Alpine Climbing Conditions 08-07-09

After a week or so of warm thundery weather, it’s now got much colder with a North westerly airflow for the next few days.  This week we’ve been dodging the weather a bit – climbing the 750m modern rock classic KERMESSE FOLK from the Dalmazzi Hut, then alpine ice climbing in the CHERE COULOIR yesterday accompanied by plenty of spindrift – but the route is in excellent condition, as are the other main lines on the Tacul.
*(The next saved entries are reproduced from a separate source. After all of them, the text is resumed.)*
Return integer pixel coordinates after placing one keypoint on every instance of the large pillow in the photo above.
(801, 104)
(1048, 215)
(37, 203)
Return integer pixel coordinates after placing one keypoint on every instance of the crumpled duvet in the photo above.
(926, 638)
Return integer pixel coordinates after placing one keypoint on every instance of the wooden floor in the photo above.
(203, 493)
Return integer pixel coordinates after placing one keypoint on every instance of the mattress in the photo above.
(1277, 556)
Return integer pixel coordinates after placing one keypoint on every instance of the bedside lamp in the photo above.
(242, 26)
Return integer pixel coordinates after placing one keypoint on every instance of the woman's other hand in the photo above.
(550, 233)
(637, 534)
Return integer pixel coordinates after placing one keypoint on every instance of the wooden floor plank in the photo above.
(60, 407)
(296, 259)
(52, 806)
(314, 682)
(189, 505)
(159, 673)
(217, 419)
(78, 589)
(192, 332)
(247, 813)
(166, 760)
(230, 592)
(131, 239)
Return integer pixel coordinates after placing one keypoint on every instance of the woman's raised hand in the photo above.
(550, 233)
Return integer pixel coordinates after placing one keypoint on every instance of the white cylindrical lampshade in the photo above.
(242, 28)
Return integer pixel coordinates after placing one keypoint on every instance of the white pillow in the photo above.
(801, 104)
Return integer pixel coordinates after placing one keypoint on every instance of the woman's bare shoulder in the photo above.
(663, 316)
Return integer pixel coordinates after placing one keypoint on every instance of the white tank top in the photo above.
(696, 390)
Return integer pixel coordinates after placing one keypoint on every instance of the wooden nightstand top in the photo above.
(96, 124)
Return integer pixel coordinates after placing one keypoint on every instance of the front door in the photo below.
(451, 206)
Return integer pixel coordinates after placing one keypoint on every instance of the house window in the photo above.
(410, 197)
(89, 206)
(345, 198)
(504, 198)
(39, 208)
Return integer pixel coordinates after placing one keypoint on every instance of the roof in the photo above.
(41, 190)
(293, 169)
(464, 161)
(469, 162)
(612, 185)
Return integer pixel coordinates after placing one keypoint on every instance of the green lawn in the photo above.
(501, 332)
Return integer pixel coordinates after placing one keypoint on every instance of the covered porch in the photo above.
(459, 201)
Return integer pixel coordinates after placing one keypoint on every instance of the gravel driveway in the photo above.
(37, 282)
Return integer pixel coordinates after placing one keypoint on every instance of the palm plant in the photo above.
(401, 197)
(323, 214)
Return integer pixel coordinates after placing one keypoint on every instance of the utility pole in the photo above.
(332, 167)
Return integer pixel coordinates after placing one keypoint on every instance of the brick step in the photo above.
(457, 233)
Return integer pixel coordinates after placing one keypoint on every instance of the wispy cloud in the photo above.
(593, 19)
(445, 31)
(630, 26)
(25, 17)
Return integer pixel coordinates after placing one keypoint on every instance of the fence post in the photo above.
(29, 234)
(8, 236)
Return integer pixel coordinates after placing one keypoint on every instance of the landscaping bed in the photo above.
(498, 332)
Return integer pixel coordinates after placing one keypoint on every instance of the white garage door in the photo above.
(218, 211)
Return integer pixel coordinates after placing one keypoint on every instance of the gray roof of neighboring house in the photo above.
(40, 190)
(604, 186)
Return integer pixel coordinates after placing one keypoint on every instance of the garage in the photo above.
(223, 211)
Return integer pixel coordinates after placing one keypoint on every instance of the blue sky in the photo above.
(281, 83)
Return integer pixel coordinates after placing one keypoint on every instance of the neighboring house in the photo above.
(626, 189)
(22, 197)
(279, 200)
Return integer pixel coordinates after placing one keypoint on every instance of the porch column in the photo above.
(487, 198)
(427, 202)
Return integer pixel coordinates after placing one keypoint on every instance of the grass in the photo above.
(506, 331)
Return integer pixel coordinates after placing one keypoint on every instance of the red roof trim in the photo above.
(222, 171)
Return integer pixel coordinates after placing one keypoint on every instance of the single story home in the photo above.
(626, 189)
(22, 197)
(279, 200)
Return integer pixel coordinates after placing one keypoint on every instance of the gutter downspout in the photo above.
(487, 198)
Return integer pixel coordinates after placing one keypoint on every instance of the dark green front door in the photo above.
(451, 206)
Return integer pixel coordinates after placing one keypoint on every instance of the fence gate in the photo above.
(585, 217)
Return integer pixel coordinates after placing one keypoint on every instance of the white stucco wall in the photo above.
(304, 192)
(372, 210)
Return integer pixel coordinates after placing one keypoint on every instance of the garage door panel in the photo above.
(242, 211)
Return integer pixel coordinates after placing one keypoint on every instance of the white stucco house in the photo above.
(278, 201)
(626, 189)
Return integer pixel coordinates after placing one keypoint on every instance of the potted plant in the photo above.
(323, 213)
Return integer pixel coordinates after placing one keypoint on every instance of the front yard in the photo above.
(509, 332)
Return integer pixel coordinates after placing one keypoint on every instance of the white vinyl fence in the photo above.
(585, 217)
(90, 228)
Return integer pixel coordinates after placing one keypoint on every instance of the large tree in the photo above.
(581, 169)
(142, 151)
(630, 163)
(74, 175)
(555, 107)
20-30cm of fresh snow overnight stopped teams trying to Climb Mont Blanc this morning, but things are now clearing out.  Recent reports around the MONT BLANC RANGE include various routes being climbed on the VERTE, the descent of the GRAND JORRASSES is in good condition, W Face of the PETIT JORRASSES has been climbed but a bit damp here and there, GRAND CAPUCIN also but top pitches still damp, FRENDO good cond but now with a coating of fresh snow, BRENVA SPUR seracs OK to exit, GEANT/ROCHEFORT approach is still good, AIG DU TOUR Table de Roc couloir still in, MIDI PLAN traverse OK as a return but descent to Requin Hut now getting difficult.
A couple of snippets from elsewhere: MATTERHORN not yet in, LISKAMM in good nick – more info soon.